Mums with part-time jobs make up 55 per cent of all volunteers in Australia, with the highest rate of unpaid work in the country.
If you have recently attended a charity function or bought raffle tickets to support an event at the nearby primary school, it may not come as a surprise to learn that mums are often the unsung heroes behind these fundraisers.
According to new data released from the Australian Bureau of Statistics earlier this week (December 1), it seems that the fairer sex is leading the way when it comes to volunteering.
In 2010, more than one-third of Australians did some kind of volunteer based work, with women volunteering more than men.
About 36 per cent of people over the age of 18 participated in charity work during the course of the year of which 38 per cent were female and 34 per cent male.
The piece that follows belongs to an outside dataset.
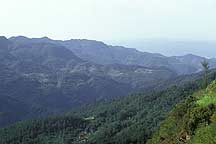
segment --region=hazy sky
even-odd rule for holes
[[[216,40],[216,0],[0,0],[0,35]]]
And despite the pressures of juggling busy workloads and family commitments the vast majority of volunteers were also employed.
Of those who willingly gave unpaid help – which could be in the form of time, service or skills – to an organisation or group 44 per cent already held full-time positions.
Part-timers accounted for 38 per cent, compared to 20 per cent of those who are unemployed and 31 per cent of people that aren't in the labour force.
Working women in part-time roles had high volunteer rates, with almost 50 per cent of all individuals in this group donating their time to different causes.
But it was mums with school-aged kids and a job on the side that did the most unpaid work in their local communities – they recorded the highest rate of participation in voluntary work across the nation.
This means they are not only looking after their own kids, but also taking the time to watch their children's peers.
Activities that were run by sport and recreation organisations – which in other words mean your local football or netball team – attracted the most volunteers.
Dads were also great when it came to helping out with umpiring or coaching duties, as well as at major sporting carnivals.
Retirees were more likely to be found doing work for your local welfare or community organisation and a large number of people took time-out to assist someone close to them with a disability or long term health condition and in need of care.
Yet perhaps the most interesting observation to come out of the ABS Voluntary Work in Australia 2010 report was the fact that kids often follow in their parents volunteering footsteps.